There are many issues that may compromise validity. These include:

Clients may want to please/not alienate their therapist for fear that unfavorable ratings may foster uncomfortable interactions or compromise therapy.
They may have similar concerns about pleasing/not alienating support staff.
Cognitive dissonance may make them reluctant to acknowledge dissatisfaction when they are continuing to spend time, money, and effort on treatment.
Clients may be concerned about what will be done with the data.
The wording of items may invite an acquiescent response set. While this could be balanced by mixing positively and negative worded items, such mixing would make the instrument more complicated. Many clients do not carefully read surveys and a complicated structure invites errors.
Clients who are surveyed early in treatment (before they know much about the treatment) may be making less informed responses. Surveying only clients who have had several therapy sessions excludes clients who were dissatisfied and gave up on therapy or went elsewhere.
Clients who are too busy or not interested in responding to the survey introduce a bias as do clients who are dissatisfied and may chose to not respond or be especially motivated to express their dissatisfaction.
The evaluator may selectively report results.
Different populations may have different biases and response styles, e.g., borderline clients, teenagers who are coming at a parent's insistence, custody evaluation cases. Because higher income clients generally are able to afford more and better care and have more choice, they may be more pleased with their choice.
Presumably, satisfaction is a continuous scale. Labels, such as satisfied, neutral, and unsatisfied, may not accurately represent the distribution of raw scores along that continuum..

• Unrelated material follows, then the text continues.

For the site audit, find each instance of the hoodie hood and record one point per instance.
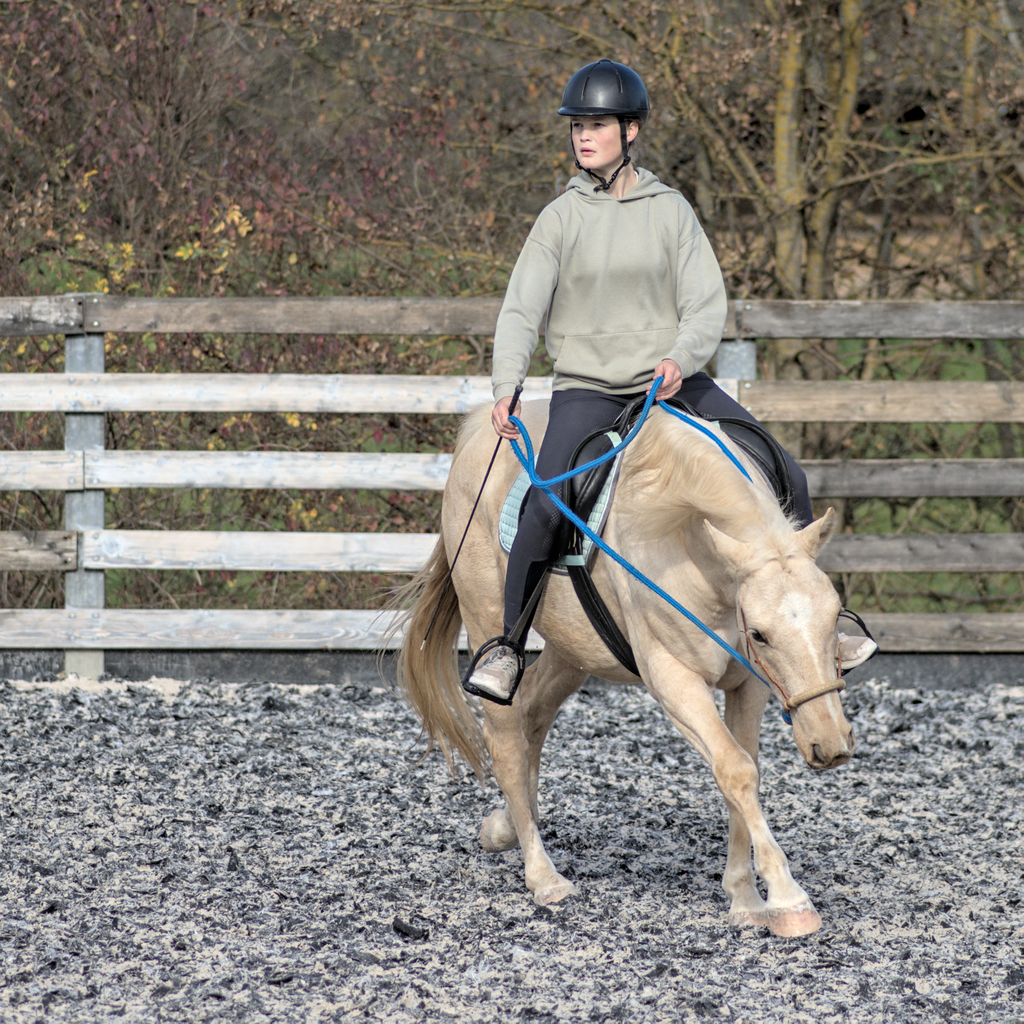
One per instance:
(647, 185)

Developing a satisfaction survey

Keep the survey simple and to one page.

Make sure the survey can be filled out in five minutes or less.
Use a Likert-style scale with at least five (preferably seven) choices.
Use a coding system so clients don't have to fill out demographic information but you can access such data for analyzing the results. It is important to identify the dissatisfied clients as even a 95% approval rating means 5% of clients are dissatisfied and may seek services elsewhere. On the average, dissatisfied clients tell nine other people about their dissatisfaction.
Include an open-ended item or two or an "any other comments" item to elicit qualitative responses and possible quotes.
Have the client to fill out the survey immediately after the session (as this increases the return rate, avoids delays in responding, and avoids postage expenses).

For most practices, once a year surveys are sufficient.

In designing a survey, a good starting point is to gather surveys from a variety or organizations including behavioral healthcare practices, and to note what you like and do not like. Then decide what your purpose is in conducting the survey, e.g., gathering impressive marketing data, finding out what your clients really think, continuous quality improvement, providing data for a quality assurance program. Have several colleagues and clients review the survey to see if it is well designed and measuring what you want it to. Decide how to conveniently administer the survey and get a high return rate, e.g., if your receptionist is the key person, how do I get him or her enthusiastic and committed to doing the survey? One option is to include an item asking the client to cite the practice's two main strengths and two areas to improve. In offices with more than one therapist, consider an item for the client to check whether it is OK to share responses with the clinician.

While satisfaction surveys should not be confused with clinical effectiveness outcomes measures, they are an important outcome measure in their own right and the easiest, least expensive form of outcomes measurement.


Consumer Reports. (1995). Mental health: Does therapy help? 734-739.

Lunnen, Kirk, & Ogles, Benjamin. (1997). Satisfaction ratings: Meaningful or meaningless? Behavioral Healthcare Tomorrow, 6, 49-51.